Even though this standard has a restricted scope, the risks it covers are significant and many of the associated controls are technically and procedurally complex. Like other ISO27k standards, it does not attempt to cover all the vagaries of the redaction process in great detail but provides sound if rather generic and high-level guidance.
This standard includes preambles, scopes and definitions, followed by the following topics:
– The introduction to digital data redaction and anonymization principles;
– Redaction requirements – a description of the redaction process;
– Redaction processes like printing and physically redacting the original materials, editing those documents in different ways, configuring metadata (for example, document properties or changelogs) relevant to the enhanced redaction, taking into account both the broader context as well as the specifics (for instance, the potential to guess, infer or reconstruct redacted content from other content in redacted files, or by using other sources);
– Maintaining records and notes so that you can explain and justify redaction decisions and actions;
– Software redaction tools – essential functional requirements;
– Redaction testing – basic methods and simple procedures for checking the effectiveness of redaction; and
– An annexe with information about redacting PDF documents.
The title of the document uses the term ‘specification’, which by definition implies a formal definition of what may be audited and certified as complying against.
The standard’s status
In 2014, the standard was published.
The ISO specification standard usually uses the keyword “shall” exclusively to indicate mandatory requirements. The DIS version also uses “should” in places and provides additional guidance. As a result, users can better understand and apply the standard, but an audit and certification of compliance will be harder if indeed that was the intention of the standard in the first place.

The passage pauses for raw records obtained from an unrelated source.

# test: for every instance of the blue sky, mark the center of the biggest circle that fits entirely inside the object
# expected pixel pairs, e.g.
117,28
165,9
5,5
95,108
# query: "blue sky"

In general, the standard says little about the governance of or the management of redactions (for instance, identifying the content that should be redacted, why, how, and by whom, or analyzing and dealing with risk in a given redaction situation) nor on the security measures that should be employed (such as preventing the release of unredacted content without consent or explicit instructions). Possibly another standard or a collaborative project by members of the ISO27k Forum would be helpful here for further implementation guidance.